Brain and Central Nervous System (CNS) Tumors

Brain tumors can be gliomas (thought to grow from glial cells or glial precursor cells) or non-gliomas. As a group, gliomas are one of the most common types of brain tumor. Brain tumors can also be primary or secondary. Primary brain tumors start in the brain, while secondary tumors are cancerous tumors that began in another part of the body and spread (metastacized) to the brain. In adults, secondary brain tumors are much more common than primary tumors. A low-grade primary tumor generally grows slowly, but it can turn into a faster-growing high-grade tumor.

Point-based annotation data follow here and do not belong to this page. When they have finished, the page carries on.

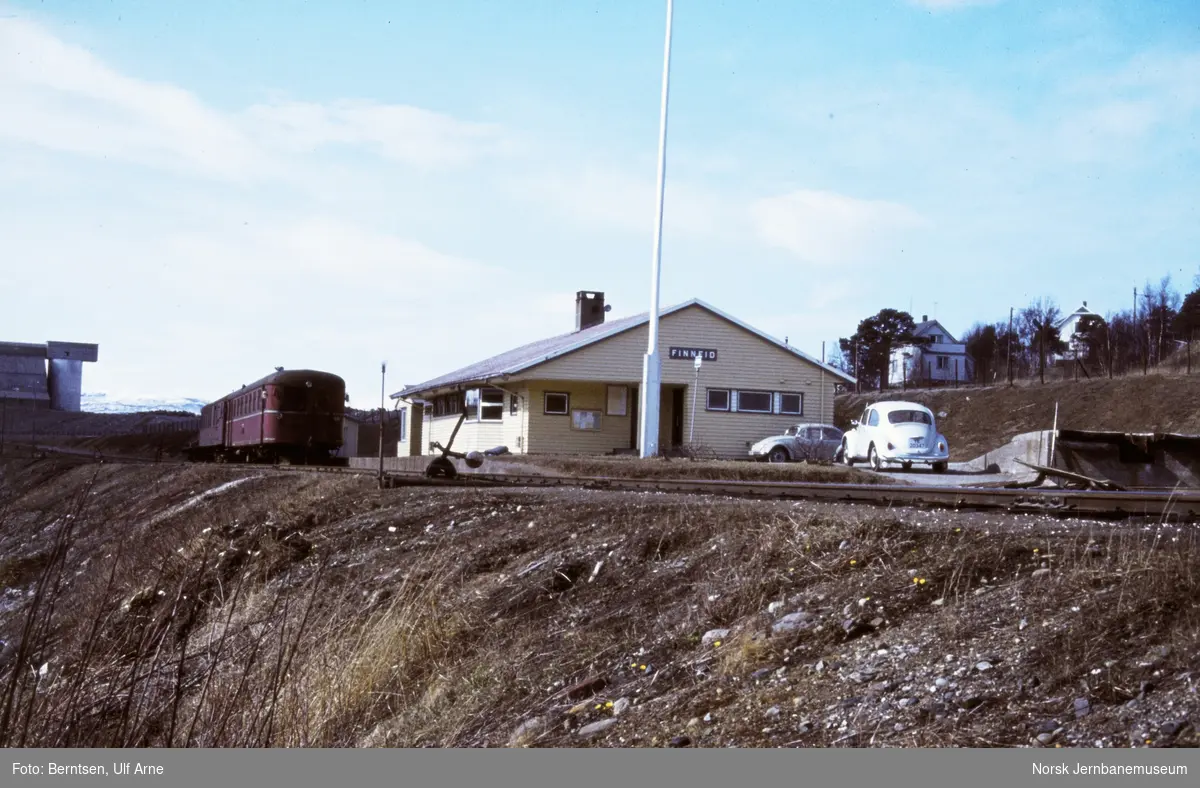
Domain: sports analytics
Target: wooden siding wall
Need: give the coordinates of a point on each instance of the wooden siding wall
(555, 434)
(744, 361)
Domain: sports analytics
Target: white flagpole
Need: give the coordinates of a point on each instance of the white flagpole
(652, 366)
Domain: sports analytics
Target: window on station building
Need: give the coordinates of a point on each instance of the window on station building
(718, 399)
(754, 402)
(557, 403)
(485, 404)
(791, 404)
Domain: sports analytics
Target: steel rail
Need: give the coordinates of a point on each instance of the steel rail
(1174, 505)
(1102, 504)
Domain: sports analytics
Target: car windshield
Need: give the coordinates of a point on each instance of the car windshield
(910, 416)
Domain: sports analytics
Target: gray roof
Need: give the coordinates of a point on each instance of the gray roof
(544, 350)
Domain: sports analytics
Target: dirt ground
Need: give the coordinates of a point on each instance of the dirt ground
(978, 420)
(204, 606)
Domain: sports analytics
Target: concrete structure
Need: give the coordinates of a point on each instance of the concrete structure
(579, 392)
(43, 376)
(943, 361)
(360, 434)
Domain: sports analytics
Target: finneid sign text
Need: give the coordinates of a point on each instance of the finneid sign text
(707, 354)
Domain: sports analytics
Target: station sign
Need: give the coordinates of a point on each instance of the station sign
(707, 354)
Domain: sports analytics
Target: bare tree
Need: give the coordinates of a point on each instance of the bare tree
(1039, 329)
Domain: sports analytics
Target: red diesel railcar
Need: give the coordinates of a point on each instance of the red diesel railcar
(292, 416)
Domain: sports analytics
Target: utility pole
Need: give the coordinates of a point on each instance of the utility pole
(695, 388)
(822, 382)
(652, 366)
(383, 414)
(1008, 361)
(1137, 334)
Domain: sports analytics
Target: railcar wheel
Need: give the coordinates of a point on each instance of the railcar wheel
(442, 468)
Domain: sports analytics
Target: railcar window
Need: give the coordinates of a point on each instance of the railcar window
(293, 399)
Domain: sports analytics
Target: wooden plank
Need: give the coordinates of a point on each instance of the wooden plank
(1101, 483)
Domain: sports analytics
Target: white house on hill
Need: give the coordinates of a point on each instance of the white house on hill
(943, 360)
(1068, 326)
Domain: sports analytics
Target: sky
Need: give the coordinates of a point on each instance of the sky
(211, 190)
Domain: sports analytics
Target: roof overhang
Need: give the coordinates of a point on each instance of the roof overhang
(528, 364)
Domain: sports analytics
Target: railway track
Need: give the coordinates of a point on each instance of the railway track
(1159, 505)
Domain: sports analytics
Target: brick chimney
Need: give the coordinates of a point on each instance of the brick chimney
(589, 310)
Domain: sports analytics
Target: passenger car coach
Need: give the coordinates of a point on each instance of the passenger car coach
(293, 416)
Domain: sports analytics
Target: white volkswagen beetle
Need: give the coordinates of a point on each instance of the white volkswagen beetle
(895, 432)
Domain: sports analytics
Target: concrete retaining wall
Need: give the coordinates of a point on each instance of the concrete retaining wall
(1030, 446)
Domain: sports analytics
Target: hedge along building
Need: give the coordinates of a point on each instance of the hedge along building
(579, 392)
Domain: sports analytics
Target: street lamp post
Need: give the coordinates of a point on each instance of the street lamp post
(695, 388)
(652, 367)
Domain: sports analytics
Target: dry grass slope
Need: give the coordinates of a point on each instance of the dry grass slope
(295, 611)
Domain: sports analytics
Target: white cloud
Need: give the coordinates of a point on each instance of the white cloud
(823, 228)
(612, 198)
(951, 5)
(63, 97)
(408, 134)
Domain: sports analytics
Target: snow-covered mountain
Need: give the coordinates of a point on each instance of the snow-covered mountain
(103, 403)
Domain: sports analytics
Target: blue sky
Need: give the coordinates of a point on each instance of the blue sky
(210, 190)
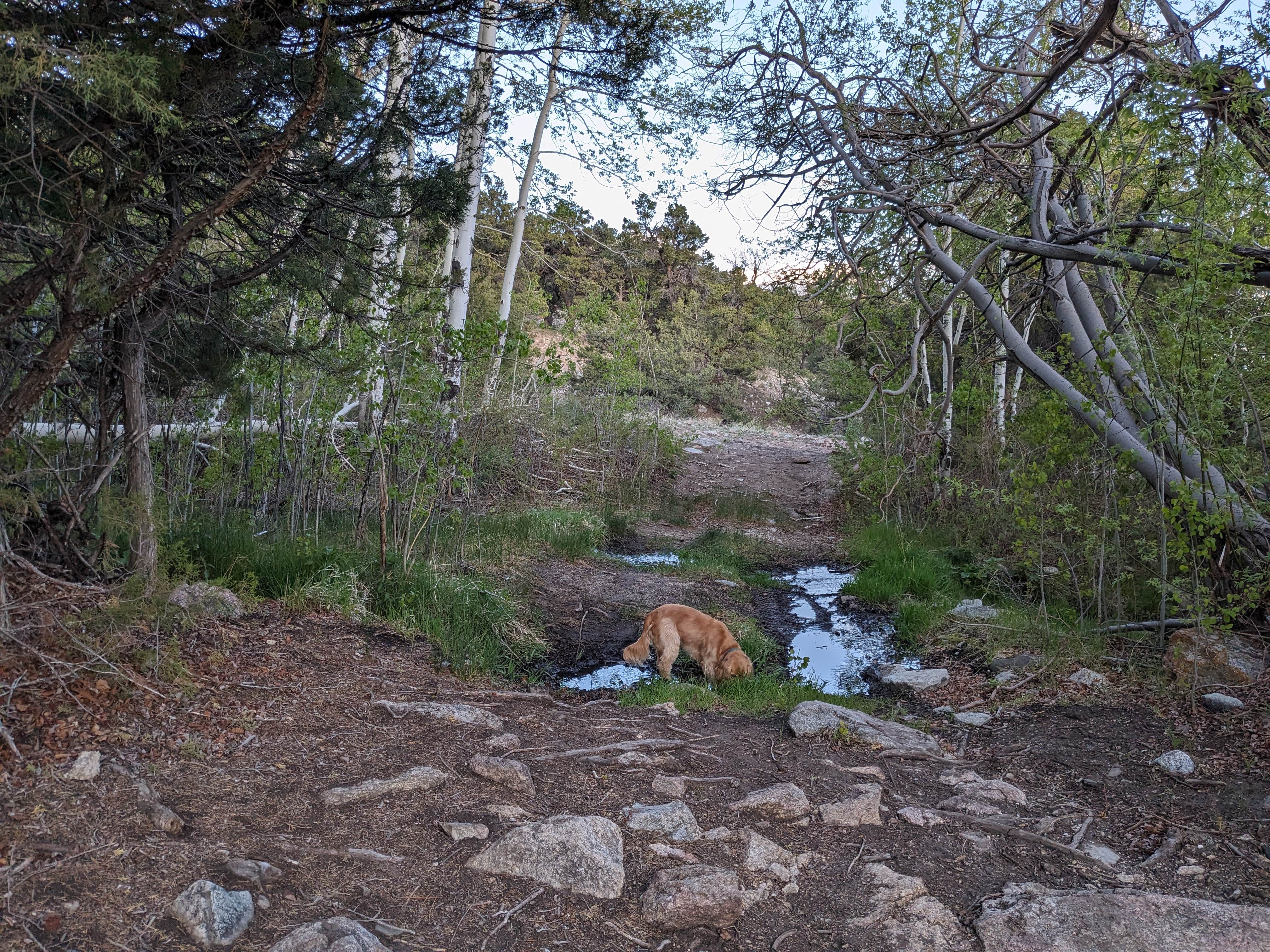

Although primary tumors rarely spread outside the brain, they can spread throughout the brain and spinal cord tissue. Even non-cancerous (benign) tumors can destroy normal brain tissue as they grow and cause serious harm. For this reason, doctors usually speak of “brain tumors” rather than “brain cancers.”

  • Forms of brain and CNS tumors – Gilomas


    Doctors are moving toward using tumor genetics to better classify gliomas. Currently, the types of gliomas include:

    Astrocytoma is the most common type of glioma. Astrocytoma cells look like glial cells called astrocytes that are found in the cerebrum or cerebellum.

    Oligodendroglioma tumor cells look like glial cells called oligodendrocytes, which make myelin.

    Ependymoma tumor cells commonly form where cerebral spinal fluid (CSF) is made and stored. In adults, they occur more often in the spine, while in children they tend to occur in the cerebellum. Ependymoma can block the normal flow of CSF and lead to a condition called hydrocephalus. Children with hydrocephalus often complain of headaches, nausea, vomiting, blurred vision, and difficulty walking.

    Brain stem glioma begins in the glial cells in the brain stem. In children, brain stem glioma tends to occur between the ages of 5 and 10 years old. This type of tumor is typically very aggressive, growing and spreading quickly. A small percentage of brain stem tumors, called focal tumors, are very localized and often less aggressive.

  • Forms of brain and CNS tumors – Non-Gilomas


    Non-Gilomas tumors include:

    Meningioma is the most common primary brain tumor. It begins in the meninges and is usually non-cancerous. Meningioma can cause serious symptoms if it grows and presses on the brain or spinal cord or grows into the brain tissue.

    Pineal gland and pituitary gland tumors start in the pineal gland and pituitary gland.

    Primary CNS lymphoma is a rare and very aggressive form of lymphoma, a cancer that begins in the lymphatic system. Primary CNS lymphoma starts in the brain and can spread to the spinal fluid and eyes.

    Medulloblastoma is thought to start from a specific type of cell (cerebellar granule progenitor cells) in the cerebellum. It is most common in children and is usually cancerous, often spreading throughout the CNS.

    Craniopharyngioma is a benign CNS tumor that begins near the pituitary gland located near the base of the brain. These tumors are rare.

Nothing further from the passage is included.